El pasaje lo formaba el torero; su apoderado Manuel Morilla; Humberto Janeiro; un fotógrafo que inmortalizó los detalles del viaje y hasta seis periodistas. Jesulín no dudó en aceptar la invitación de los pilotos para ponerse a los mandos. Hubo sustos, oraciones musitadas y una ovación de gala cuando el aparato, sin novedad, aterrizó en el aeropuerto sevillano de San Pablo.

Jesulín volvía a compartir cartel en Écija con Emilio Muñoz. La terna la completaba la primera figura del momento, Juan Antonio Ruiz, Espartaco, que brindó uno de sus toros al nuevo matador, gran triunfador de aquel festejo -cortó dos orejas a un gran ejemplar de Peralta- que abarrotó el coso ecijano. Pero no había tiempo que perder. Había que volver a subir de nuevo al bimotor para volver a Nimes. Había comenzado su definitiva historia taurina.

Retrato de una época

Jesulín sufrió un profundo bache personal y taurino después de su alternativa que le llevó a romper con Morilla -para volver después- y poner su carrera en manos de Simón Casas. El torero tocó fondo a raíz de la gravísima cornada de Zaragoza, el 22 de abril de 1991. Pero el joven diestro renació de sus cenizas a raíz de la faena instrumentada a un toro de Diego Garrido en la feria de San Miguel de Sevilla del 92.

Estaba a punto de fraguarse el personaje. En la noche del 4 de mayo de 1993, Antena 3 emitía el espacio ‘Queremos Saber’ bajo la batuta de Mercedes Milá. Se trataba de someter a examen la realidad de la fiesta de los toros y se había invitado para ello a diestros como José María Manzanares, José Miguel Arroyo, Joselito, y al joven matador de Ubrique que empezaba a abrirse paso en primera fila.

En el transcurso del programa, una persona del público le preguntó si su toreo tenía “truco”. Jesulín se levantó, se dejó caer los pantalones y enseñó los costurones de sus primeras cornadas como respuesta. Pero aquel lance estaba preparado de antemano. El encargado de hacer la pregunta había sido un popular “barman” sevillano que participaba en el plan.

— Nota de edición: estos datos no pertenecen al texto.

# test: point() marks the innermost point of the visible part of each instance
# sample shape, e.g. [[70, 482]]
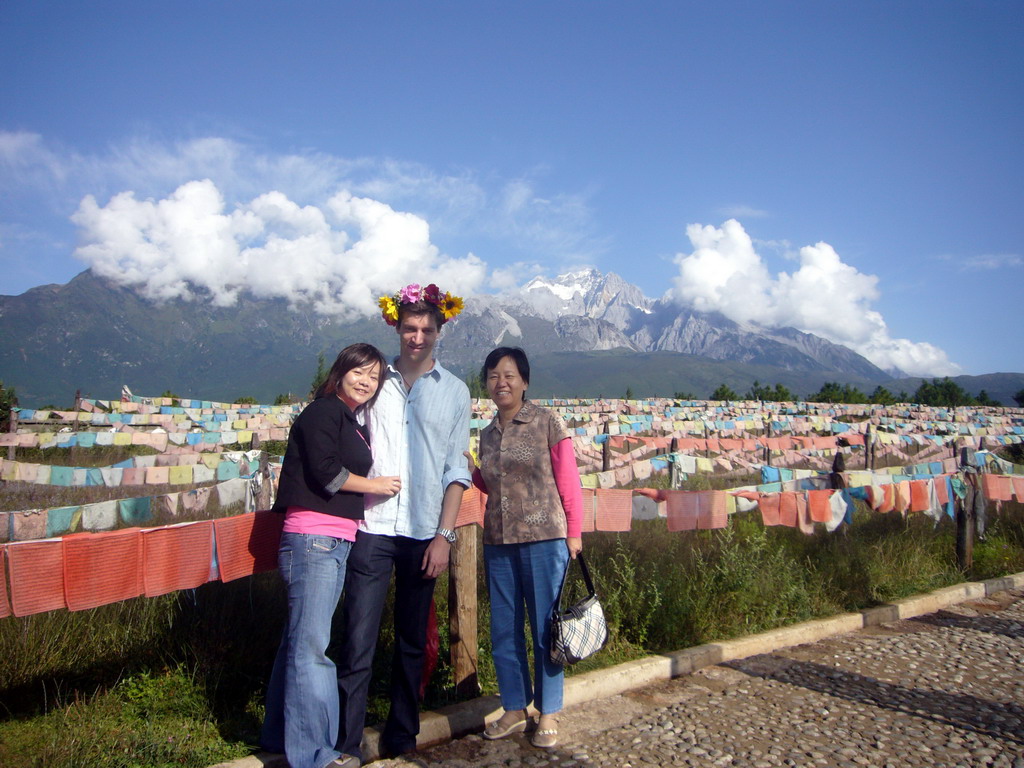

La fecha de aquel número televisivo marcó el inicio del fenómeno mediático que rodeó la figura de Jesulín de Ubrique. Dieciséis meses después de aquel peculiar destape de cicatrices se encerró en solitario para 9.000 mujeres en la plaza de Aranjuez en medio de una apoteosis de lencería femenina que hoy merecería la condena de muchos sectores. Arrancaba un tiempo frenético.